A Multimodal Class-Incremental Learning benchmark for classification tasks
A novel Benchmark for Multimodal Class-Incremental Learning with an analysis of Vision-Language Continual Learning strategies
摘要
评审与讨论
The paper presents a new benchmark for multimodal class-incremental learning (MCIL) with a focus on multimodal classification tasks. The benchmark is formed using three existing benchmarks that consist of images along with their captions. 5 CL methods along with an upperbound and a lowerbound using Flava as the base model are tested on the benchmark by splitting each dataset into 10 incremental tasks.
优点
I hardly can find a strengths in this work. The only thing that comes to my mind is that the writing quality is acceptable and the paper can be followed straightforwardly.
缺点
The contribution of this work is extremely weak. Three existing benchmarks are split and then five CL methods are run on the resulting tasks. Hence, new data is collected nor a new method is introduced. The paper is not well-motivated and it is not clear what this paper is going to offer to the research community.
问题
The paper is so weak and naive that it is not easy to come up with questions. The reason is that a work should be novel enough such that one can ask meaningful questions about the approach. I hardly could come up with the following questions:
-
What unique challenges does multimodal class-incremental learning present that are not captured by unimodal benchmarks? Other than changing the model from unimodal to multimodal, what is the specific challenge that makes this dataset specific?
-
What is the novelty and motivation of this work? What specific gaps in existing multimodal continual learning research does this benchmark address?
-
How this work can help researchers? How does this benchmark compare to or improve upon existing multimodal or continual learning datasets? How might researchers use this benchmark to develop new multimodal continual learning algorithms?

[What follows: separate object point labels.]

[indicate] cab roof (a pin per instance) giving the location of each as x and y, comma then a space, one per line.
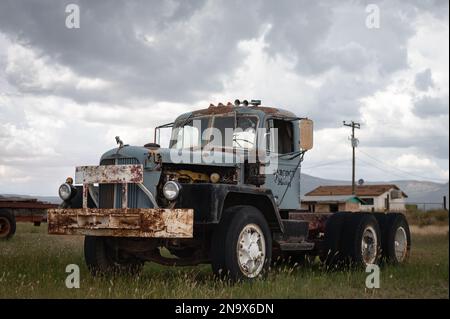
260, 111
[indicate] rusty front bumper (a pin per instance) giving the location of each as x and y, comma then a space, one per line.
122, 222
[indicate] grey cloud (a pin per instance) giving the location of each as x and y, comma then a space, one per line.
424, 80
433, 145
195, 43
181, 51
431, 106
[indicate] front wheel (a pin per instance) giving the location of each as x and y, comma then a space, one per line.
362, 239
397, 239
247, 244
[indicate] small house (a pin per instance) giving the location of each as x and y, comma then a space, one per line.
377, 197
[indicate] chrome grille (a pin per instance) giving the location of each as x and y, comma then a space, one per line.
110, 195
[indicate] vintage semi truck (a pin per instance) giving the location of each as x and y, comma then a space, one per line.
225, 192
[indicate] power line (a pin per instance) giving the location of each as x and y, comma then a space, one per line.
325, 164
353, 125
398, 169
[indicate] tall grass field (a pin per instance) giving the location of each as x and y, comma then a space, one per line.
33, 264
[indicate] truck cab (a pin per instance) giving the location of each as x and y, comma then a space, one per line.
226, 192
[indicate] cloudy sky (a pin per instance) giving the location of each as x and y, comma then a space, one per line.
66, 93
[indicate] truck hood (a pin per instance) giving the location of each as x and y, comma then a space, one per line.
149, 157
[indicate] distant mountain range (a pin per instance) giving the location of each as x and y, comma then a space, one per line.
417, 191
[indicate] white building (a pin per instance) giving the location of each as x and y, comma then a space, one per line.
378, 198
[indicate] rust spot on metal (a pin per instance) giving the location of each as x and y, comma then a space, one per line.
109, 174
135, 222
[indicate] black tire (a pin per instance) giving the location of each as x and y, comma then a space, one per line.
394, 222
357, 227
7, 224
332, 255
217, 252
227, 238
101, 258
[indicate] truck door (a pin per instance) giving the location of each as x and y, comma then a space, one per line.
281, 142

The paper proposes a novel multimodal Class-incremental learning benchmark to standardize the evaluation of VLM models in a continual learning setting. It evaluates a widely used VLM with multiple existing continual learning methods on three curated multimodal datasets. The work is focused on multimodal classification tasks keeping other variables like tasks and domains fixed.
优点
It is a focused work on the classification task while keeping other factors fixed. Such a controlled study can lead to more precise conclusions about the strengths and challenges of different methods in visual-language settings. The discussion of different methods is quite detailed. However, it should be supported with ablations and quantitative analysis.
缺点
-
The VLM methods and datasets included in this work only cover a narrow domain. A much wider study is required for establishing such a benchmark. The work generalizes the observation using different continual learning methods using only one VLM model. More VLM models (at least one from each type) from Section 3.3 like CLIP or ALIGN, ViLBERT and latest approach like BLIP should be included in the evaluation to make stronger conclusions.
-
The datasets covered in this work belong to very specific domains like birds, cars, and flowers. More generic datasets should be included to make it a comprehensive framework.
-
The setting of class-incremental learning studied in this work is not realistic because the continuous data usually does not arrive in pure chunks of classes and is often a mix of all classes in different proportions. For example, use something like 'the CLEAR Benchmark' by Lin et al. It captures a realistic temporal evolution of visual concepts.
-
The limit of the paper is 10 pages. Additional results should in included in the main paper instead of the Appendix to improve the presentation of the paper. Details about the Dual Prompt (DP) model can be included in the main manuscript.
-
The details about experiment settings including model implementation details are missing. For example - Was the Flava model pretrained on some dataset or was it trained from scratch? The reported standard errors are calculated on how many runs? How big is the training, validation and test set for each dataset?
-
Presentation can be improved. Captions should be self-complete containing information about the experiment setup and conclusions. Captions like ‘Results.’ are not acceptable.
问题
- The presentation of the paper should be improved including captions, figures and experiment details.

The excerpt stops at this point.